MattParker said:
Rush is talented and he spent the first 20 years of his career "going town to town, up and down the dial" honing his shtick as a Top 40 DJ. That experience is irreplaceable and, sadly, now largely unavailable. You can't become a lion in radio at comedy clubs or writing for SNL. So, don't look for another radio lion - ever - liberal or conservative. Rush (and Howard) were the last of the breed.
Rush's radio career is actually kinda spotty before he hit it big.
Yes, there were those formative years as "baby DJ Jeff Christie" on an AM outside Pittsburgh (1360) and one in town (KQV "14K"). He did a little radio in Kansas City, and eventually ended up working off-air in the Kansas City Royals marketing department in a low-level job.

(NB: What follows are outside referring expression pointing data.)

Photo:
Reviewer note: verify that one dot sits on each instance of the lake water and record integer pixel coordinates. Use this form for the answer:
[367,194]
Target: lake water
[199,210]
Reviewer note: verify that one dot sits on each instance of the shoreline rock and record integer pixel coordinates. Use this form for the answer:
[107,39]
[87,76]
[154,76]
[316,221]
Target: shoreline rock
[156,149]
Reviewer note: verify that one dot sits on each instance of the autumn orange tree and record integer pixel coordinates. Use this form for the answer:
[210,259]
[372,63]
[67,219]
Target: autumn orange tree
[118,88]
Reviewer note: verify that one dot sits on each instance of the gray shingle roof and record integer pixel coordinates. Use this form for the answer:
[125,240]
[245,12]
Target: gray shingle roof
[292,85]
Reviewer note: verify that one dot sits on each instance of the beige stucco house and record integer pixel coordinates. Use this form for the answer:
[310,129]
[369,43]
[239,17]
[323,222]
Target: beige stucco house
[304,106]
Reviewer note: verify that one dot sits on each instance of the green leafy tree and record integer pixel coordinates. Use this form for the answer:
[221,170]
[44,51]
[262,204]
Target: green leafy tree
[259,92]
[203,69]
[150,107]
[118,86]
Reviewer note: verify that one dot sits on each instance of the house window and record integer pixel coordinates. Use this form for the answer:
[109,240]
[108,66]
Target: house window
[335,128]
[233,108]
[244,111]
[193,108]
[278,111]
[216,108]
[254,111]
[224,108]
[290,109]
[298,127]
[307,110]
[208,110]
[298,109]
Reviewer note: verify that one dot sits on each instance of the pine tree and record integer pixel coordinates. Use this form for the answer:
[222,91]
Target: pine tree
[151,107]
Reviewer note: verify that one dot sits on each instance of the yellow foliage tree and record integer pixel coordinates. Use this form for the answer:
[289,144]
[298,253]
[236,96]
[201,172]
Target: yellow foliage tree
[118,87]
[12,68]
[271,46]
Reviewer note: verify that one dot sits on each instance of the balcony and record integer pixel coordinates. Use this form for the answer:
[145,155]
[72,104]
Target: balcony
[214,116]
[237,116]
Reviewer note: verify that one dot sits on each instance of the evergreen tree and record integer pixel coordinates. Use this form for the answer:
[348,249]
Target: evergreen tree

It was audio of short form commentaries he did at night (I believe for KMBZ there) that caught the attention of KFBK in Sacramento, which hired him for middays to replace, believe it or not, Morton Downey Jr. (Downey had been canned for some poorly chosen words, let's just say.)
Edward F. McLaughlin, a former ABC Radio exec, picked him up out of Sacramento, moved him to New York City, put him on satellite space he had courtesy of his exit deal with ABC, and...
So, there's certainly some background there, and some "up and down the dial", and it's very unlikely he would have been the Rush we know today without spinning records in Pittsburgh. But he didn't follow the typical "small market to medium market to medium market to larger market to major market" path.